The left side (hence right hemisphere) can be used in a different strategy–to “build up” the movement and its mental representation, Moshe says. And lists of lateralized function may place spatial manipulation in the right hemisphere.
The left side (right hemisphere) learns more quickly and efficiently from the right–I guess that it grasps the “gestalt” from the right and hence learns in a more holistic way the function that was learned more analytically on the right. It learns “greater fluency and ease”, which he connects specifically to how hard the first side worked to learn, but my sense is that he means also that, however “hard” each side works, the point is that they work differently. The eighth lesson in the book ATM discusses and demonstrates this idea (and indeed works on the right side first, and then the left side in imagination).

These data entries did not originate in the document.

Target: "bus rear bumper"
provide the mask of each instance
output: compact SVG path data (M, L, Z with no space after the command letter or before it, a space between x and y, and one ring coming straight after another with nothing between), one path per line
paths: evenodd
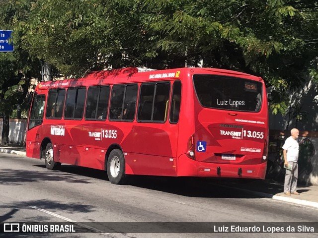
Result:
M267 163L239 165L205 163L191 160L185 155L178 160L177 176L265 178Z

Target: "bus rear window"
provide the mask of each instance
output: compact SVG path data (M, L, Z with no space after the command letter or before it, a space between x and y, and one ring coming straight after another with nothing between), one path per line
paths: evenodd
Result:
M224 75L195 74L195 92L204 107L259 112L262 103L260 82Z

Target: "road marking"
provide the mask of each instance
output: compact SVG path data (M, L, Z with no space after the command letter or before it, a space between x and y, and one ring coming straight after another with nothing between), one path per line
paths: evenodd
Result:
M47 211L46 210L44 210L44 209L42 209L41 208L40 208L39 207L36 207L35 206L29 206L30 207L33 208L34 209L36 209L38 211L40 211L43 212L45 212L45 213L47 213L48 214L51 215L52 216L53 216L54 217L58 217L59 218L60 218L61 219L63 219L65 221L67 221L69 222L72 222L72 223L75 223L76 225L78 225L79 226L80 226L82 227L84 227L85 228L86 228L87 229L89 229L90 230L93 231L94 232L97 232L98 234L100 234L100 235L107 235L109 236L110 236L110 234L109 233L105 233L105 232L103 232L102 231L100 231L100 230L98 229L96 229L96 228L94 228L93 227L90 227L89 226L87 226L85 224L83 224L82 223L80 223L80 222L78 222L76 221L74 221L73 220L71 220L70 219L67 217L63 217L62 216L60 216L59 215L56 214L55 213L54 213L53 212L50 212L49 211Z

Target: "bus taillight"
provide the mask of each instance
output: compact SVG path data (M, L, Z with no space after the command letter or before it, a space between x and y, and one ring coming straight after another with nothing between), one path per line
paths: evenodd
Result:
M191 135L188 140L186 155L189 158L194 160L195 159L195 150L194 148L194 136Z

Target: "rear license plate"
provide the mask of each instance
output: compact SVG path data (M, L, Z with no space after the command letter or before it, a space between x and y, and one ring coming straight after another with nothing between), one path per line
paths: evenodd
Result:
M236 157L234 155L222 155L221 159L227 160L235 160Z

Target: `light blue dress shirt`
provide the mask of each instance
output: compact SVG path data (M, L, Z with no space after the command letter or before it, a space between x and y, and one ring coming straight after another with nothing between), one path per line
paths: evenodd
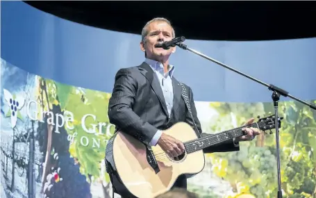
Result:
M160 84L161 90L163 90L165 101L166 102L167 109L168 110L169 117L171 115L171 110L174 105L174 90L172 87L172 75L174 74L174 67L173 65L169 65L168 72L164 72L163 65L161 63L157 62L153 60L146 58L145 63L147 63L153 72L157 75L157 77ZM156 146L158 140L161 136L163 131L158 130L155 135L153 135L151 141L149 142L151 146Z

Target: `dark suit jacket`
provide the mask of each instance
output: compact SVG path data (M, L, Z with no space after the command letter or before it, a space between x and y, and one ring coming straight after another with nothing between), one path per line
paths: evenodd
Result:
M158 79L150 66L119 69L116 76L108 104L110 122L119 129L149 145L158 129L165 130L178 122L185 122L195 130L191 116L181 96L181 86L172 77L174 106L170 117L165 105ZM192 113L201 132L191 88L183 83L189 96ZM197 131L197 130L195 130ZM207 134L202 133L202 136ZM233 140L211 146L205 153L239 151Z

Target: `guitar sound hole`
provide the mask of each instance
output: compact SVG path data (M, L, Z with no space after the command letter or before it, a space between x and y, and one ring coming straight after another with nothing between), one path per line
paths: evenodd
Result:
M180 160L182 160L185 156L185 152L183 153L180 156L178 156L177 157L173 158L172 159L175 161L180 161Z

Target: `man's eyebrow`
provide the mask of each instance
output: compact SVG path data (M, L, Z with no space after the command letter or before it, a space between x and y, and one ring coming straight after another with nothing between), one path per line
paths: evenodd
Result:
M170 34L171 33L168 32L168 31L159 31L159 30L156 30L156 31L152 31L151 32L149 32L149 33L159 33L159 32L162 32L162 33L168 33L168 34Z

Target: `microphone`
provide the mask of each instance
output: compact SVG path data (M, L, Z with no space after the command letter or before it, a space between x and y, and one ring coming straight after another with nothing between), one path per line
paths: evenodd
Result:
M169 49L171 47L175 47L177 43L183 42L185 40L185 38L184 36L181 36L175 38L169 41L157 44L156 47L162 47L163 49Z

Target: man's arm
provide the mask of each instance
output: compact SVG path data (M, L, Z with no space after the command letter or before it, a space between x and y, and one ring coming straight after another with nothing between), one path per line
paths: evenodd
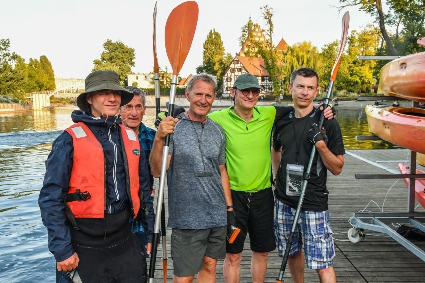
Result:
M152 234L154 231L154 224L155 219L155 213L154 210L154 202L151 198L151 188L149 171L148 170L148 163L143 148L140 148L140 158L139 159L139 196L140 198L140 210L139 213L145 213L143 203L146 207L146 225L147 229L145 231L148 246L146 247L148 254L150 254L151 246L152 243ZM143 201L142 201L143 200ZM142 216L142 219L144 217Z
M168 116L163 119L158 126L155 138L154 139L154 143L152 145L152 151L151 151L151 156L149 156L151 173L155 178L159 177L161 174L164 140L167 135L174 133L174 127L178 120L178 118ZM167 169L170 165L170 160L171 160L171 156L169 155L167 162Z
M337 122L335 123L337 123ZM315 123L312 126L312 128L309 130L309 140L316 146L317 152L320 155L320 157L322 158L323 164L326 167L326 169L329 170L334 175L339 175L342 170L342 166L344 165L344 157L343 155L342 154L335 155L328 148L328 145L325 142L326 131L324 127L322 127L321 130L319 129L317 124ZM332 136L332 134L331 134L331 136L328 138L331 142L335 141L332 139L342 138L342 137L336 138ZM330 141L328 141L328 142L330 142Z
M279 166L280 165L280 156L282 155L282 147L279 147L278 150L275 149L272 146L271 147L271 167L273 170L273 179L275 180L277 177L277 170L279 170ZM276 187L276 183L273 182L272 184Z
M231 191L230 188L230 179L227 174L226 164L220 165L220 172L221 173L221 184L224 191L224 198L226 199L226 204L227 206L233 205L233 200L231 198Z
M58 270L71 270L78 265L69 228L65 225L65 197L69 187L73 165L72 138L63 132L53 142L46 160L46 173L38 205L43 224L47 228L49 250Z

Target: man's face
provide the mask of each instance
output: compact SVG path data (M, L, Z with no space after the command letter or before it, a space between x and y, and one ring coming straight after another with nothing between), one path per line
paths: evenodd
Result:
M230 93L234 98L234 104L236 106L245 109L252 109L258 101L260 89L250 88L240 90L232 88L230 90Z
M313 99L317 95L317 78L297 76L292 85L288 86L288 90L292 96L294 104L301 108L312 105Z
M204 120L215 100L214 86L199 80L194 84L190 92L185 91L186 99L189 102L191 118ZM196 117L192 117L195 115Z
M135 94L131 101L120 108L121 114L124 114L122 117L123 124L136 132L139 130L146 111L146 106L143 105L142 97Z
M87 101L90 105L91 114L94 117L102 115L114 116L120 109L121 93L119 90L103 89L89 93Z

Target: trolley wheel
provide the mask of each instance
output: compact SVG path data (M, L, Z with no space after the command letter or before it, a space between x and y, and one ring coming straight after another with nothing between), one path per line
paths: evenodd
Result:
M353 235L354 236L353 236ZM361 231L357 230L356 228L353 228L349 229L347 236L348 236L348 239L352 243L359 243L362 241L363 233Z

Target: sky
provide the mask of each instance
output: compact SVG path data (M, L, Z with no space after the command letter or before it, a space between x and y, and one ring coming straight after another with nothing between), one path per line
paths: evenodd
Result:
M107 39L120 40L134 48L133 73L149 73L153 67L152 19L158 2L157 53L162 68L171 67L165 51L165 23L183 0L0 0L0 39L10 40L10 51L28 63L45 55L56 76L84 79L99 59ZM281 38L292 45L304 41L321 48L340 39L341 19L350 12L350 31L360 30L373 19L358 7L339 12L338 0L197 0L199 15L188 57L179 73L187 77L202 63L203 44L210 31L221 35L225 52L238 52L242 27L251 17L266 27L260 8L273 9L273 41ZM385 12L384 7L384 12Z

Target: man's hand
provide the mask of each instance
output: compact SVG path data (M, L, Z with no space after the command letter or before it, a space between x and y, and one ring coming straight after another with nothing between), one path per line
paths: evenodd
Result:
M325 136L326 135L326 131L325 128L322 127L322 131L319 129L319 126L314 123L312 127L308 130L308 140L313 144L319 141L324 141Z
M170 109L170 104L168 102L165 103L165 106L167 107L167 110ZM174 107L173 108L173 113L171 116L175 118L177 115L178 115L182 112L184 112L185 111L185 109L183 107L179 106L177 104L175 104ZM157 129L158 129L158 126L159 126L161 120L162 120L163 119L164 119L168 116L168 112L167 111L161 111L160 113L158 113L158 115L157 115L157 117L155 118L155 121L154 122L154 125L155 125L155 127L157 128Z
M75 269L78 266L79 262L80 262L80 259L78 258L78 255L77 253L74 253L73 255L64 261L56 263L57 270L68 271Z
M167 112L165 111L161 111L157 117L155 118L155 121L154 122L154 125L155 125L155 128L158 129L161 121L165 117L167 117Z
M155 137L158 137L164 140L167 135L174 133L174 127L178 121L179 118L173 118L171 116L168 116L162 119L158 126Z

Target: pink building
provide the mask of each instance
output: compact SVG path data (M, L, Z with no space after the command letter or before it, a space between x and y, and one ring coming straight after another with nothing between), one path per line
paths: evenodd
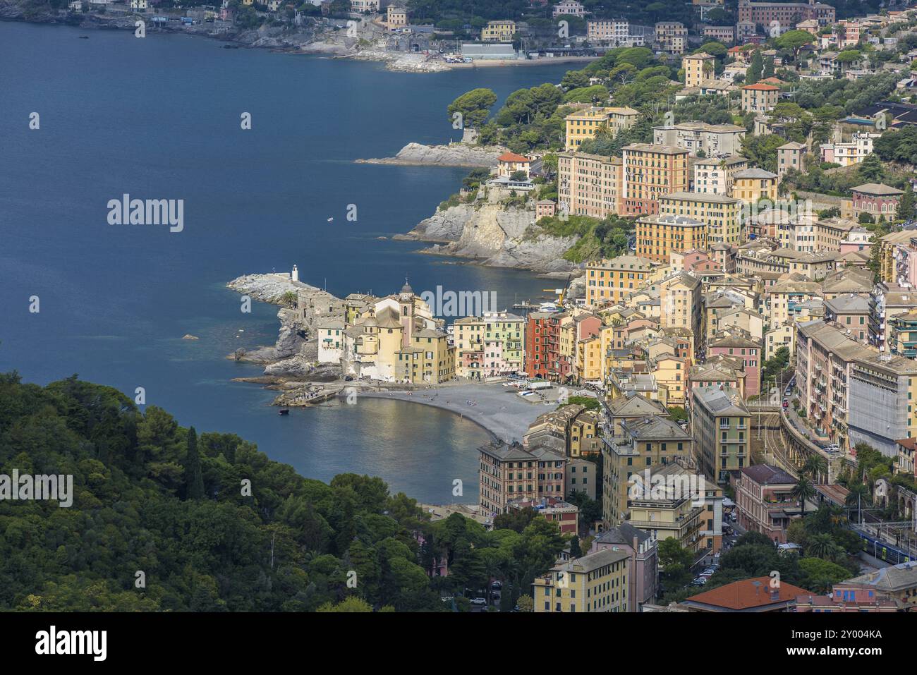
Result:
M604 530L592 540L589 553L620 550L630 556L627 559L628 612L639 612L641 605L651 603L656 596L657 549L658 541L654 537L626 521Z
M745 362L746 398L761 393L761 345L757 340L738 334L714 338L707 345L707 357L720 354L739 357Z
M865 211L877 220L879 216L884 216L886 220L893 219L898 210L898 202L904 194L889 185L875 183L852 187L850 192L854 195L854 211Z
M799 502L790 494L795 485L795 478L769 464L739 470L735 484L739 525L786 544L790 518L800 513Z

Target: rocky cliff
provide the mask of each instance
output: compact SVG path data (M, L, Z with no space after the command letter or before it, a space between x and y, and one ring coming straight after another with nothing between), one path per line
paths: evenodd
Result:
M566 275L575 269L563 255L575 237L552 237L536 223L533 200L510 205L503 190L491 189L473 204L437 211L400 238L436 242L426 253L474 258L484 265L517 267Z
M282 304L288 293L296 294L297 307L283 306L277 312L281 327L273 347L260 347L228 358L265 363L265 375L305 378L315 368L318 358L315 307L340 301L326 291L294 282L285 274L247 274L226 286L252 300L271 304Z
M505 149L499 146L450 143L449 145L423 145L408 143L394 157L377 160L357 160L365 164L403 164L408 166L467 166L490 167L497 165L497 158Z

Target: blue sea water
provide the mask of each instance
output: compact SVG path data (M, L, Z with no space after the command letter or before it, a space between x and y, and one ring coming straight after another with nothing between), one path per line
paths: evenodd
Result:
M378 475L432 503L461 501L460 478L475 502L487 434L468 420L378 399L281 417L273 393L231 382L260 374L225 357L272 344L277 308L242 314L225 285L297 264L338 295L393 293L405 276L418 292L496 291L501 305L542 294L532 274L376 238L433 213L466 170L354 160L458 139L446 113L457 95L486 86L499 105L565 70L398 73L190 36L0 23L0 370L143 387L181 424L237 433L304 476ZM184 200L183 231L109 225L108 200L124 194Z

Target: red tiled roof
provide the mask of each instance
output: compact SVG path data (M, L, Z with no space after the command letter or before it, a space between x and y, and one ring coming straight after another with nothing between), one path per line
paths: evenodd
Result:
M517 155L515 152L504 152L497 158L497 161L531 161L527 157Z
M755 581L757 581L757 585ZM771 588L770 577L756 577L743 581L733 581L713 591L692 595L685 602L740 611L795 601L800 595L809 594L811 594L809 591L793 586L791 583L781 582L778 588Z

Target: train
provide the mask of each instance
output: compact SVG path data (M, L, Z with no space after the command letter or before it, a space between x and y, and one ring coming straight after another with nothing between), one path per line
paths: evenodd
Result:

I’ve not paid attention much in the past when people talk about brain lateralization in relation to what we’re doing in Feldenkrais, partly because the very idea of localization in the brain is still so much in development, and subject to fundamental puzzles–and the lateralization area is subject to “just so” stories (a phrase usually used when talking about how evolutionary theory can make up a story to explain things whose real sources lie in social assumptions and biases). Simplified popularizations proliferate.
Even if I were to integrate more thinking about lateralization into how I think about the work, I am dubious about how Moshe layers his idea of “learned purely human activities” onto the science. I would assume that non-human animals are accomplishing things with their left hemispheres, and that there is distinctly human learning involving the right hemisphere (pragmatics, context, prosody–these are things the Wikipedia article assigns, with much hedging, to the right hemisphere). I’m agnostic at the moment about Moshe’s broader story about handedness/specialization of function by side/lateralization being distinctly human and essential for language.
I’m used to thinking about a distinction between standing / extension / transmission of force / balance (usually left side) and folding / fine manipulation (usually right side). This passage inspires me to think more about quality of movement and learning on each side, beyond the more narrow functions I’ve just described.